La réalisation concrète de cette journée et sa publication n’auraient pas été possibles sans le partenariat de la Fondation de France, d’Amgen, de la GMF, et de l'Établissement français des greffes. Le désir de rendre l’hôpital plus humain, la volonté de solliciter les différents acteurs à l’hôpital : équipes soignantes, malades et leurs proches, pour qu’ils amorcent ou approfondissent le dialogue, animent de façon permanente et enthousiaste l’équipe de l’Espace éthique. Nous sommes reconnaissants à tous ceux qui par leur engagement dans cette journée ont permis de lui donner la dimension du témoignage : l’expérience n’est transmise qu’à la condition qu’elle soit partagée par un auditoire auquel elle communique une sagesse pratique. Le témoignage participe du sens dont il est en quête. Comme l’expérience dont il est issu, il est en attente de sens et il l’est encore bien davantage, il est porteur de sens puisqu’il peut faire naître en celui qui l’entend la question : " Que vais-je en faire ? " Nous remercions tout particulièrement, les enfants et les adolescents greffés, les frères et les sœurs, les parents ainsi que les associations Choisir l’espoir Ile-de-France, Capucine, Source vive, Egmos et Sparadrap.

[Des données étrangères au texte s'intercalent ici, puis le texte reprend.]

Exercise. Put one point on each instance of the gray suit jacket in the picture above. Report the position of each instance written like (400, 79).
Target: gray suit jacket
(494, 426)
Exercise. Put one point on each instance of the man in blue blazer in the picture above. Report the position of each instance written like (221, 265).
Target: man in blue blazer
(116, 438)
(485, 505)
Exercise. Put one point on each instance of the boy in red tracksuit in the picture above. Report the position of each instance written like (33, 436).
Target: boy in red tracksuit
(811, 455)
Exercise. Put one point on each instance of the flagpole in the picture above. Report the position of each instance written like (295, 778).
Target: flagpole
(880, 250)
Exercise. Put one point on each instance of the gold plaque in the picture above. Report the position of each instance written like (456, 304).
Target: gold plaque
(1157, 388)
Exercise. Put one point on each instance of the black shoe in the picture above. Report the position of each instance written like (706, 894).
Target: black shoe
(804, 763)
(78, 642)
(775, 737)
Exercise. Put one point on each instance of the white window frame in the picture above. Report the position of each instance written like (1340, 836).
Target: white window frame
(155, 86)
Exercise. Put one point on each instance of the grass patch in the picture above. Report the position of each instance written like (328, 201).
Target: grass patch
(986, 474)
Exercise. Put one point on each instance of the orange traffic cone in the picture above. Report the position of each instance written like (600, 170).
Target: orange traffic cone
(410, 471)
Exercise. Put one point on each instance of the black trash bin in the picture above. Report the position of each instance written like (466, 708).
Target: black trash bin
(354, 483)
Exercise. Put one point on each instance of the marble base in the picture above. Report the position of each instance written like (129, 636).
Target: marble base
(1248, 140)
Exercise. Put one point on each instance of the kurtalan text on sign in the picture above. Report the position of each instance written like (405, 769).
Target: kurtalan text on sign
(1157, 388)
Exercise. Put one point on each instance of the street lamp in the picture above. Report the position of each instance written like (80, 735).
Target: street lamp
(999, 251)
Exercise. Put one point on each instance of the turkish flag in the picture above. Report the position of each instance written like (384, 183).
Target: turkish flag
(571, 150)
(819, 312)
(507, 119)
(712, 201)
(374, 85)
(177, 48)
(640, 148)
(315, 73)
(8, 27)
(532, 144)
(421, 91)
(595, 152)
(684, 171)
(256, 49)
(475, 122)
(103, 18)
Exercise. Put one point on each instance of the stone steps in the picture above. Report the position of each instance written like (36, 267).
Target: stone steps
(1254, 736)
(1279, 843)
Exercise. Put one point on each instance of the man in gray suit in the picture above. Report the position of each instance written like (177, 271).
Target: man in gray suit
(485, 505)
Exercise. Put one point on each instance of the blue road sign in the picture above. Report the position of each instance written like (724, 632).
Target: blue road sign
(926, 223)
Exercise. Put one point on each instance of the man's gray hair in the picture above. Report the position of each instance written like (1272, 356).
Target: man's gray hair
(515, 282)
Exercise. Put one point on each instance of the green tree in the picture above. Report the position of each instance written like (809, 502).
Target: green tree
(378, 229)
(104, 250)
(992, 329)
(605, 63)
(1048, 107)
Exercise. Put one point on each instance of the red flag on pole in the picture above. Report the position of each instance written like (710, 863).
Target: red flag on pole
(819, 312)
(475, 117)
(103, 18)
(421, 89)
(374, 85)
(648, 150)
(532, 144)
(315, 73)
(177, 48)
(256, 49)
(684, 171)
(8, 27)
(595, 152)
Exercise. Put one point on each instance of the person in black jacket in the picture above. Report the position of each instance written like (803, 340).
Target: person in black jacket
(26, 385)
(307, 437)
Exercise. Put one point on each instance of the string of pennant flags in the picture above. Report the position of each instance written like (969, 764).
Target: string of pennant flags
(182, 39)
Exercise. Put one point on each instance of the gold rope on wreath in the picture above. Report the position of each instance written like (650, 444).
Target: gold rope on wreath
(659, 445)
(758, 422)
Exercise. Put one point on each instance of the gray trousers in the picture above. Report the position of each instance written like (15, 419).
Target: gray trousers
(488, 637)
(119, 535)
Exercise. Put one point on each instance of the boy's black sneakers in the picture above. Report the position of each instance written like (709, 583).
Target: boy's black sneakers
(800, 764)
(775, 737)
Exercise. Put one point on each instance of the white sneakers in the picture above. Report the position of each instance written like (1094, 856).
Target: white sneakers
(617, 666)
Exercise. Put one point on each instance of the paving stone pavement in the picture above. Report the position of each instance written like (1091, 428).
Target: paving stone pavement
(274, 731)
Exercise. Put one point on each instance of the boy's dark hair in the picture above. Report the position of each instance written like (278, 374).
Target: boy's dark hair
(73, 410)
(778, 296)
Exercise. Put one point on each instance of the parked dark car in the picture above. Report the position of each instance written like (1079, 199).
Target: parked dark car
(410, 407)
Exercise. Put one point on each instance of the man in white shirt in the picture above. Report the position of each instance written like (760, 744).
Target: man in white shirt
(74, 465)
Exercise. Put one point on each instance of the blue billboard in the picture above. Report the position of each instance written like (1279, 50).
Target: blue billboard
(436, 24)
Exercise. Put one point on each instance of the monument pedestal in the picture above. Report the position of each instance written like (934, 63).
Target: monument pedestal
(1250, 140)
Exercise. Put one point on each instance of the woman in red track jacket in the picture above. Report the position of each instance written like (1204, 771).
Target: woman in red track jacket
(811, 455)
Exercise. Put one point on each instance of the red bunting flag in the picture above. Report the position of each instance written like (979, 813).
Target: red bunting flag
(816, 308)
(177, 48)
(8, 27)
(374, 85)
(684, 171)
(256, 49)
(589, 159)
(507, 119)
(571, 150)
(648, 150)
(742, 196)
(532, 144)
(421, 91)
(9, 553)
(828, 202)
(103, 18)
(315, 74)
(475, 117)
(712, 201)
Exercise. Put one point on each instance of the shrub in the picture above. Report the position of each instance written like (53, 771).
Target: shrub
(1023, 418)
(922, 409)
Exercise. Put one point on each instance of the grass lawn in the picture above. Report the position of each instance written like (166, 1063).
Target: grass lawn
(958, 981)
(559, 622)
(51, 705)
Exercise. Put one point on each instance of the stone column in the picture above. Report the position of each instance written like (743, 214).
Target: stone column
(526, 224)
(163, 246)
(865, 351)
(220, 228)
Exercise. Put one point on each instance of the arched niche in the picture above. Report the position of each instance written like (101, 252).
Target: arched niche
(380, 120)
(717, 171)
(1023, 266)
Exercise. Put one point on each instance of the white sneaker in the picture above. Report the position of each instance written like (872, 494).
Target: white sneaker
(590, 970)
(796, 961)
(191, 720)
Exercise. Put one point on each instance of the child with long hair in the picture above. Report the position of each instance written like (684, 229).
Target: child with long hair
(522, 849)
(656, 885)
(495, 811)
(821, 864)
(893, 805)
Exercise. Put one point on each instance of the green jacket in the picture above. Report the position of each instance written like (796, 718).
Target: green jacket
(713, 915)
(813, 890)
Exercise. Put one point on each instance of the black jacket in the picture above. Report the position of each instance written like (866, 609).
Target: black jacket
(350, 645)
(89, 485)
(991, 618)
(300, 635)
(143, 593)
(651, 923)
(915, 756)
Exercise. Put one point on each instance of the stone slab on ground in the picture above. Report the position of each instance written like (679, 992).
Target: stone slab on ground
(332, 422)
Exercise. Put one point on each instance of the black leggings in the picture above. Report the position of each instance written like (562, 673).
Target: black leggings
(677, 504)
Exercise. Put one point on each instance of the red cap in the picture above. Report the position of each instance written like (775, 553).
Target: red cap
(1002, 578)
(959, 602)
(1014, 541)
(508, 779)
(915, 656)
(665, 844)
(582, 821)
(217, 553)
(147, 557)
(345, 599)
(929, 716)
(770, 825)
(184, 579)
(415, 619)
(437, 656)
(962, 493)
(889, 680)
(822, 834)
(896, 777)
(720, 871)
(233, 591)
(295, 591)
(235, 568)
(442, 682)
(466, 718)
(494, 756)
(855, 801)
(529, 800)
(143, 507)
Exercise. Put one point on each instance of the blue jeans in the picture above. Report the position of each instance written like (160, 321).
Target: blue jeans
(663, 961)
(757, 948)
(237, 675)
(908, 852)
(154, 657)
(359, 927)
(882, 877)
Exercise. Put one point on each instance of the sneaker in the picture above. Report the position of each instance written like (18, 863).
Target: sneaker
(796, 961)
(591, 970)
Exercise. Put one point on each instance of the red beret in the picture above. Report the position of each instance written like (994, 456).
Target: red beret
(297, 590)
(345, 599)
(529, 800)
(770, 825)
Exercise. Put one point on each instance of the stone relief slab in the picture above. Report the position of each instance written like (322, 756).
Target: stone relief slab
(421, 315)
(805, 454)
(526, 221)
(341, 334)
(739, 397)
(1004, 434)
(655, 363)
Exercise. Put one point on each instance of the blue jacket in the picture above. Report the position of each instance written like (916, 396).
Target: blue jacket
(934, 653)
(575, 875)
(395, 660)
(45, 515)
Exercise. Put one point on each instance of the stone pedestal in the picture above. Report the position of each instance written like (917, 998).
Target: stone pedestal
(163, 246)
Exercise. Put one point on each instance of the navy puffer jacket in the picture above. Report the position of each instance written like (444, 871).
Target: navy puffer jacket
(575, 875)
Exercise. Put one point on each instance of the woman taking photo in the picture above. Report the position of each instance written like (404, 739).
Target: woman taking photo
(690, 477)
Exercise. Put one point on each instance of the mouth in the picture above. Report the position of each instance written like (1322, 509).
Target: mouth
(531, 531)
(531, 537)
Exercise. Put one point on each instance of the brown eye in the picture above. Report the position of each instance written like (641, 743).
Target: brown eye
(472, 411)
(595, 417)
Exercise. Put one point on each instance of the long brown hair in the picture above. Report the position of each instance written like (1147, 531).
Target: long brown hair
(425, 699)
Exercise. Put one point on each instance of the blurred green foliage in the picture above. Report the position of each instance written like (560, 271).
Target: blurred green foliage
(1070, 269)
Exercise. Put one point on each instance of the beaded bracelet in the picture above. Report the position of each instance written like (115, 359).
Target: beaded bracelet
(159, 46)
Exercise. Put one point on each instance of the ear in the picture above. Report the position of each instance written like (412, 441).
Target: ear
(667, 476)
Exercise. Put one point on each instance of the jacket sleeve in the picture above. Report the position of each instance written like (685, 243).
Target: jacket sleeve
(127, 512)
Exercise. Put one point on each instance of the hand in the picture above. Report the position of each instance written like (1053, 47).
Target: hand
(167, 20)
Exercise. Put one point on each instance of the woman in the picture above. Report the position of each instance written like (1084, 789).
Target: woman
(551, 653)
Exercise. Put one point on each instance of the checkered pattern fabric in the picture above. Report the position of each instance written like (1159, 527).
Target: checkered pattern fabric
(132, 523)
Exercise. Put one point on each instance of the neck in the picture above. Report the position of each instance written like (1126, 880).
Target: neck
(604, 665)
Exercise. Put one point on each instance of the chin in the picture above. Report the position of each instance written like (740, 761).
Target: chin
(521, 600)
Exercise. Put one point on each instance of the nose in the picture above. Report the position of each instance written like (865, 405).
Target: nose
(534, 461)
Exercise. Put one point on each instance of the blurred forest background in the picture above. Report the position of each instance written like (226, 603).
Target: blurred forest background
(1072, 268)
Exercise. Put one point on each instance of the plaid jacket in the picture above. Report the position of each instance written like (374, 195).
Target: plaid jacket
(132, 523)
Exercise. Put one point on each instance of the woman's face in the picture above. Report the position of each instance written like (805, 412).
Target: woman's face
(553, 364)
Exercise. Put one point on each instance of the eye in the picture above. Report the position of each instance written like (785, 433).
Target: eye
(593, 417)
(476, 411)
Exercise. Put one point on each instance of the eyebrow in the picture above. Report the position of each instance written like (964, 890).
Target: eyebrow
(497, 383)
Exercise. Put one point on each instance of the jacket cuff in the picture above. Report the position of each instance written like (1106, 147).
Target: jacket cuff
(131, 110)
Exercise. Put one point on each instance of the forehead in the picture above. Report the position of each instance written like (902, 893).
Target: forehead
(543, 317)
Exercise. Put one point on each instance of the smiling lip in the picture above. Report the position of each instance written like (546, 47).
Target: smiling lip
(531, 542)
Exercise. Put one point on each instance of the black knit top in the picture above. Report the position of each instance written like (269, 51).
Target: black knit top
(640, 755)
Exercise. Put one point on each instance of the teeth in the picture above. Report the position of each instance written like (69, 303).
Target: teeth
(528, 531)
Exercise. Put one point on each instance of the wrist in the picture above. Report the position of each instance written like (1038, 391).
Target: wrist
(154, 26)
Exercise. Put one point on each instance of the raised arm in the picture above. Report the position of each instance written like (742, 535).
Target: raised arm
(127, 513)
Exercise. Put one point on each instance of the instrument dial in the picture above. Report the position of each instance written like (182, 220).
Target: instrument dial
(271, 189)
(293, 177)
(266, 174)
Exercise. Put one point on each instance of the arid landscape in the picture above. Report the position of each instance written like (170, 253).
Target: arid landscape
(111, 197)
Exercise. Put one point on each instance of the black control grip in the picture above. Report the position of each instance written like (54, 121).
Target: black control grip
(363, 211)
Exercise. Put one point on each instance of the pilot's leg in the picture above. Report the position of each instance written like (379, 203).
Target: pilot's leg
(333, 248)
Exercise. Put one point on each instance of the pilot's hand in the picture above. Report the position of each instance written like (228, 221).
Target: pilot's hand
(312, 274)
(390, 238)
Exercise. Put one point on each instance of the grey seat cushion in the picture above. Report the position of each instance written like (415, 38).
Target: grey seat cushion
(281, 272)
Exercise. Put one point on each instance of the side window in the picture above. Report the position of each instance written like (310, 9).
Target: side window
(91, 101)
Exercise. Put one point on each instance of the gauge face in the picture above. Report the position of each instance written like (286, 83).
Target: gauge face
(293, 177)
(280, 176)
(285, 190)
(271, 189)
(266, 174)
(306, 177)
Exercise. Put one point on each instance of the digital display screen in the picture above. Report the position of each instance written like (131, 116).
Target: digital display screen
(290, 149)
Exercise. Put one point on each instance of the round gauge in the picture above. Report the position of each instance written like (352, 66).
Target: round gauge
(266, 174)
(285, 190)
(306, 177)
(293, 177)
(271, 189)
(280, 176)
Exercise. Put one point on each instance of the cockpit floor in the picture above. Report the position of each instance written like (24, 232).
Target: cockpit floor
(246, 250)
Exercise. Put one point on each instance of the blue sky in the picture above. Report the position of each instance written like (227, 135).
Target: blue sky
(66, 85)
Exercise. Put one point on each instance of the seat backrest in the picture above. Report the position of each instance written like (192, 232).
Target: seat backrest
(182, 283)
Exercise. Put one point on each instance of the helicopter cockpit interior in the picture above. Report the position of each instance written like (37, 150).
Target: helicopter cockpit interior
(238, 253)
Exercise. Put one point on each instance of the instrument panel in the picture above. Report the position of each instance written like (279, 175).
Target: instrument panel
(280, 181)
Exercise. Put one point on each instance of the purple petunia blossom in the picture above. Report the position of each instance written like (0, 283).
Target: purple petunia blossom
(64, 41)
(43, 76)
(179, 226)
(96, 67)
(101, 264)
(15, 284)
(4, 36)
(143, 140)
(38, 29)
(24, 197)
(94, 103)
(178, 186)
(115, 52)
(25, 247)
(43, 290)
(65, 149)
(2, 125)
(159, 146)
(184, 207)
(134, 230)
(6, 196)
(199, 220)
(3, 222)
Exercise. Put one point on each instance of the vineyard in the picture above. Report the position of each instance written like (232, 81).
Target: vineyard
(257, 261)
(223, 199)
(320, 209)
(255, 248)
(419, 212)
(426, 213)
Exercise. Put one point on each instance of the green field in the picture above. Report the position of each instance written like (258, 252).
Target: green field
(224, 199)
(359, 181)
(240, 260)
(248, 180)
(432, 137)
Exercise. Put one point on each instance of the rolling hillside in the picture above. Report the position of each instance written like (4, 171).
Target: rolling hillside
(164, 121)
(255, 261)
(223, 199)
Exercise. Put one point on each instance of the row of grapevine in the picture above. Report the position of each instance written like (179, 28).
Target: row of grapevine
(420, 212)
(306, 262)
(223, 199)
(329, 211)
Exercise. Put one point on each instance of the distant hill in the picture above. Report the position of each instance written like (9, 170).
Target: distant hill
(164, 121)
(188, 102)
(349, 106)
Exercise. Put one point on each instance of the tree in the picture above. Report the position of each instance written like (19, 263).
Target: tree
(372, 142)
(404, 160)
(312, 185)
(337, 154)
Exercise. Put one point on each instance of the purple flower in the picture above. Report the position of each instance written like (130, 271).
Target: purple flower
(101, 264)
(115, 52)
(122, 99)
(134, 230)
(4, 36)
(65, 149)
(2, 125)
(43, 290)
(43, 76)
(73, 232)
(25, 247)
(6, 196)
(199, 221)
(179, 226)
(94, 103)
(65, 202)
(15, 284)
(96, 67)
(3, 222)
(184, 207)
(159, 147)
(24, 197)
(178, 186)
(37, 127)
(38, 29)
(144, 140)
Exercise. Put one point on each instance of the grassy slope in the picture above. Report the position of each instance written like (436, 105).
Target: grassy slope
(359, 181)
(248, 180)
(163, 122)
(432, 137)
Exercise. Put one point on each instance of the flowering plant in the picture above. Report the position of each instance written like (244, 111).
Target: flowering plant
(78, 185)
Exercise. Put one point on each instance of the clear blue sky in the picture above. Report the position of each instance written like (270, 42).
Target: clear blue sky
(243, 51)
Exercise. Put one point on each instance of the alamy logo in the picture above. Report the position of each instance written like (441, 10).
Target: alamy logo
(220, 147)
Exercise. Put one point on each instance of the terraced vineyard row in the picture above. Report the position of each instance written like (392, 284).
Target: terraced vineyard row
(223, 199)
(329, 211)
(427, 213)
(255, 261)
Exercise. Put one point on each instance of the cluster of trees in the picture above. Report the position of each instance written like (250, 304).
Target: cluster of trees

Les articles présentés dans cette Lettre de l’Espace éthique sont tirés des Actes du colloque que l'on peut consulter sur le site www.espace-ethique.org ou se procurer sans frais auprès de l'Espace éthique courant 2002. Plutôt que de tenter un résumé impossible des interventions ou d'essayer d'en donner une vision représentative, nous avons préféré nous limiter à certains aspects de la réflexion et d'en conserver la richesse. Un souci constant des participants de cette journée a été de dégager des pistes de réflexion et d'action pour le futur.